Question 26: (I) By how much does the gravitational potential energy of a 54-kg pole vaulter change if her center of mass rises about 4.0 m during the jump?

The energy possessed by the body by its position above the surface of the earth is termed gravitational potential energy.

For example, if an object of mass m is raised by a height h, the gravitational potential energy of the object at this height will be \(P{E_{\rm{G}}} = m{\rm{g}}h\).

Here, g is the acceleration due to gravity on the surface of the earth.

Mass of pole vaulter is m = 54 kg.

Centre of mass of pole vaulter rises by the height, h = 4.0 m.
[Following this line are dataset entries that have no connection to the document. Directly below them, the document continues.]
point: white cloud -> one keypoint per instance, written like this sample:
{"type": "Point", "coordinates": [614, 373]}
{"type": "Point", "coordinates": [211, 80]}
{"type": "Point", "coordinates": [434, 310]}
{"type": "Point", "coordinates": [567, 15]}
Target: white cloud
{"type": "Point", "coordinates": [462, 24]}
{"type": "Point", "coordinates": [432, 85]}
If the ground is taken as the reference level, then the potential energy of the pole vaulter before the jump would be zero. Thus, the change in gravitational potential energy of the pole vaulter during the jump will be equal to his gravitational potential energy at height h. Therefore,

\(\begin{array}{c}\Delta P{E_{\rm{G}}} = m{\rm{g}}h\\ = \left( {54\;{\rm{kg}}} \right) \times \left( {9.8\;{\rm{m/}}{{\rm{s}}^2}} \right) \times \left( {4.0\;{\rm{m}}} \right)\\ = 2116.8\;{\rm{J}}\\ = 2.{\rm{1}} \times {\rm{1}}{{\rm{0}}^2}\;{\rm{J}}\end{array}\)

Thus, the change in gravitational potential energy of the pole vaulter is \(2.{\rm{1}} \times {\rm{1}}{{\rm{0}}^2}\;{\rm{J}}\).